Third, it is my impression that most couple’s therapies, at the start or the middle of treatment, depend as much upon the repairing of already occurring negative cycles, as opposed to the absolute reduction of the number of negative cycles to begin with. This highlights that the acquisition of the skill to repair is central to the success of eft treatment; this allows two persons to relax and not be so frightened of the next misstep to come… knowing that they have the skill to get back onto course with each other when the inevitable disconnections occur.

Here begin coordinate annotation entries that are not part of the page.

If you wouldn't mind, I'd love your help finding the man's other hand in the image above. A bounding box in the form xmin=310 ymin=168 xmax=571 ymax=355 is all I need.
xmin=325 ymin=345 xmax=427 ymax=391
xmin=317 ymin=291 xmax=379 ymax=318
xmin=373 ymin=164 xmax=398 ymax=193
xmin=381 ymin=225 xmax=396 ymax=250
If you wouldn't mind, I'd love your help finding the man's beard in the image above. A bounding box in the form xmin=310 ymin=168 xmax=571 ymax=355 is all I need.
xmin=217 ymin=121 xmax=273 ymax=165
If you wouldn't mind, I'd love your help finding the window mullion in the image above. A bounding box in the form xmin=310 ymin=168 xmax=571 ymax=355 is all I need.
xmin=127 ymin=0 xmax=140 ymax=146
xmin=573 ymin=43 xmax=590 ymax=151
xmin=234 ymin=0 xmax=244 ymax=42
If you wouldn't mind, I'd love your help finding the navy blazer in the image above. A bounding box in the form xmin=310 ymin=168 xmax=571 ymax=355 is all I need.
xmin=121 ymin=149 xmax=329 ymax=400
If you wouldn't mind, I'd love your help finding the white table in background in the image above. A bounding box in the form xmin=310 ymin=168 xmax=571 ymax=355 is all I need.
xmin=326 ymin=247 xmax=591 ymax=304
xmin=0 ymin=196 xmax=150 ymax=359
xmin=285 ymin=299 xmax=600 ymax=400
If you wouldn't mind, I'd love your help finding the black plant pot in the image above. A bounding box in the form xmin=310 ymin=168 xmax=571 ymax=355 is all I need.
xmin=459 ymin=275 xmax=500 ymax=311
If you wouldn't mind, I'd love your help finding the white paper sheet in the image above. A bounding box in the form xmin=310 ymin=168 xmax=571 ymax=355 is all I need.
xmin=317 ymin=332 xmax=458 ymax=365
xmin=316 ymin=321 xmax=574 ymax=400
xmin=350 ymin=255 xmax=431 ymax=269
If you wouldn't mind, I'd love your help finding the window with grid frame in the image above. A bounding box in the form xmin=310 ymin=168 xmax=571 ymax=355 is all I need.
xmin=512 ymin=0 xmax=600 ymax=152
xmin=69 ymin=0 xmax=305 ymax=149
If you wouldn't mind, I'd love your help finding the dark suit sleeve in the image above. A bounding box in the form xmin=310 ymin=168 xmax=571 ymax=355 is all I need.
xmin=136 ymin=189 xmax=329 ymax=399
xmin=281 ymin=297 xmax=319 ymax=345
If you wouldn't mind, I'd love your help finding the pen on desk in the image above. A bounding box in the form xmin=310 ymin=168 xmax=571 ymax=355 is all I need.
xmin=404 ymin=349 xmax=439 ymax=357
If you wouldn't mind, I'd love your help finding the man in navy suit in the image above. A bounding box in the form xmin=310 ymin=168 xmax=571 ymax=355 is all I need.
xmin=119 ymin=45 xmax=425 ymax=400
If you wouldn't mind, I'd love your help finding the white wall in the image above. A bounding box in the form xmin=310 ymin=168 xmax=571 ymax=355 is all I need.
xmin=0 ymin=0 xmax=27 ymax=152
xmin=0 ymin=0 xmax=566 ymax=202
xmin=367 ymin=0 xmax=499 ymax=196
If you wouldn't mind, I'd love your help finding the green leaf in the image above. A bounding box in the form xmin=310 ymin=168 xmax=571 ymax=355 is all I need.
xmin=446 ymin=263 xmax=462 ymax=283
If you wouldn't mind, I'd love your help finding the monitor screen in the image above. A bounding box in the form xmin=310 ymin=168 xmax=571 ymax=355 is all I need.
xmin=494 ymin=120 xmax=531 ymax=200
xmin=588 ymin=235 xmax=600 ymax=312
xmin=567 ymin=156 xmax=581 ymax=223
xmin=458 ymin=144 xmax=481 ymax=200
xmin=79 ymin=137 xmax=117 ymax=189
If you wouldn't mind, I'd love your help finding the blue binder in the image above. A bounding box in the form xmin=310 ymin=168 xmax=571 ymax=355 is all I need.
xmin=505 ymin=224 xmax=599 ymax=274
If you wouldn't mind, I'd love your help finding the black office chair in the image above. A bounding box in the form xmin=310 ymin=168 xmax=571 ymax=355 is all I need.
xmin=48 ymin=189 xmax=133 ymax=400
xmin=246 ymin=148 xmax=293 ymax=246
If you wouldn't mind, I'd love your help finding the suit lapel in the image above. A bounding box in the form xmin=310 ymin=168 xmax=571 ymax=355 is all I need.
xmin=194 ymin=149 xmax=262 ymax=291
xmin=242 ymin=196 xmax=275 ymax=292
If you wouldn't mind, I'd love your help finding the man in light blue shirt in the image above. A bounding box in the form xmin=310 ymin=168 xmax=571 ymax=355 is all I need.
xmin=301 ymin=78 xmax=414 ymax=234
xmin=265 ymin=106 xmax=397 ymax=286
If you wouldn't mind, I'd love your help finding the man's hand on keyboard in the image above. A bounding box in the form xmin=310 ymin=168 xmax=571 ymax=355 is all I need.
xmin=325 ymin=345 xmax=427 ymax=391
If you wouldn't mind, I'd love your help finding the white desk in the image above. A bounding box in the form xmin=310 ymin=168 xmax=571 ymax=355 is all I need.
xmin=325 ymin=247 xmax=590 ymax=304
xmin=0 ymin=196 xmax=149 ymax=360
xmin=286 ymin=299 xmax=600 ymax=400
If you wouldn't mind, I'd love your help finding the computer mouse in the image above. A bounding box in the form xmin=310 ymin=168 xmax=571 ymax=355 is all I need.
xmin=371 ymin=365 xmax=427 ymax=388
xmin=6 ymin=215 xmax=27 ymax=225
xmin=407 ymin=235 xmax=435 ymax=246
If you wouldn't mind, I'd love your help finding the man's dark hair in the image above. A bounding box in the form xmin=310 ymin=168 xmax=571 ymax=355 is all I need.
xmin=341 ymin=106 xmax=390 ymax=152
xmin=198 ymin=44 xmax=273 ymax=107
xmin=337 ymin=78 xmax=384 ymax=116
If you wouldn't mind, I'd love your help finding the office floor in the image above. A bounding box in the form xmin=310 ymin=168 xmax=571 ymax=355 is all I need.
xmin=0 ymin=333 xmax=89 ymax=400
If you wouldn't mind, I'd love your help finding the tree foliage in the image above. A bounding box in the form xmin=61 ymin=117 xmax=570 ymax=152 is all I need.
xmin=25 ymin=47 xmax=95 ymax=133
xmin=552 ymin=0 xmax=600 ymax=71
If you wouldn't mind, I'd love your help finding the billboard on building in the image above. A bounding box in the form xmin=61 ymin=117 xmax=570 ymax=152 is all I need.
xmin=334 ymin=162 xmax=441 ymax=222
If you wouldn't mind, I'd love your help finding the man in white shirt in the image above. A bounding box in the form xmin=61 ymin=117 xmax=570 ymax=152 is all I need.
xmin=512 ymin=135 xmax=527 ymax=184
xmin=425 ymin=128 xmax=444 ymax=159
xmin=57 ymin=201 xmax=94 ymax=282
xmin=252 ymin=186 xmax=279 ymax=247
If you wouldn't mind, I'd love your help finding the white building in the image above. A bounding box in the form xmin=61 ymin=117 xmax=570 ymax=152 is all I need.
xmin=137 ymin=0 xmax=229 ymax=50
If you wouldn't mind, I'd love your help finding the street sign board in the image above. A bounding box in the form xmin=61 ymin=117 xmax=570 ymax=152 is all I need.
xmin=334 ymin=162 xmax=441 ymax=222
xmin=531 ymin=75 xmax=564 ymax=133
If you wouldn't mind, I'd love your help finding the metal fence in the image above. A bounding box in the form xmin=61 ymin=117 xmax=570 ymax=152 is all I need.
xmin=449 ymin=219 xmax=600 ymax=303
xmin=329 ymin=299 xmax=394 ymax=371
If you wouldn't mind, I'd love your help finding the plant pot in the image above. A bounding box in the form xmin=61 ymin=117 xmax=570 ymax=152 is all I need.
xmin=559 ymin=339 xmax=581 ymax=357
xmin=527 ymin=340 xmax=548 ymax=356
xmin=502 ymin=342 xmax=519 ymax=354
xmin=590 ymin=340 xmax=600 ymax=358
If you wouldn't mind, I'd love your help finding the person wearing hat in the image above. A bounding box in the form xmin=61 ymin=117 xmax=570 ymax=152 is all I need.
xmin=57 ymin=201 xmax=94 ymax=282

Forth, to continue with an aspect of the repair process, there are those terrible “push come to shove” moments that so many of us come to in marital therapy, moments when “we’ve had it” and we cross over the line and declare to our partner… “were done,” the negative cycle to end all negative cycles. In fact, these are generally not actual endings, but they do raise the specter of truly ending. This is a moment of existential choice, where one of several things can happen… but three possible outcomes stand out! (to be continued) An actual ending. Or the relationship can continue to limp along with added injury and insecurity. Or, one or both partners can shift out of projective blaming, drop down into the hurt vulnerable feelings underneath the negative cycle… and share.
Again, speaking abstractly, all interactions in a marriage are, at some level, about communication. Even marital fights, are a certain form of communication. In this vein, marital therapy is about trying to “decode” what is, at heart, being communicated; and helping the couple to discern the underlying message that each in the marriage is expressing about the partnership… and making that clear to all. This is always where marital therapy must start and end… a conversation based upon the couples underlying emotional truth.
However, it is my experience, that most couples who come into marital therapy do not have clarity about the underlying truth in the marriage. Although the couple may think they know whats going on in the relationship, in fact, they often have a great deal of confusion discerning the negative reactive cycles in marriage… versus the underlying emotional truths that truly drive the attachment relationship. Our task as therapists is to help the couple come to a deep recognition/understanding of how the negative cycles work, and to learn to communicate with each other from the core, “more true feelings”, underneath. This, of course, requires the growth of trust and safety over the course of the therapy. It is the creation of safety in the relationship that enables the the couple to by-pass the the tendency to respond with the defensive negative cycle… and talk to each other from the deeper underlying feelings of core attachment and vulnerability. And this is the place where the marriage starts to be each partner’s safest refuge in the world.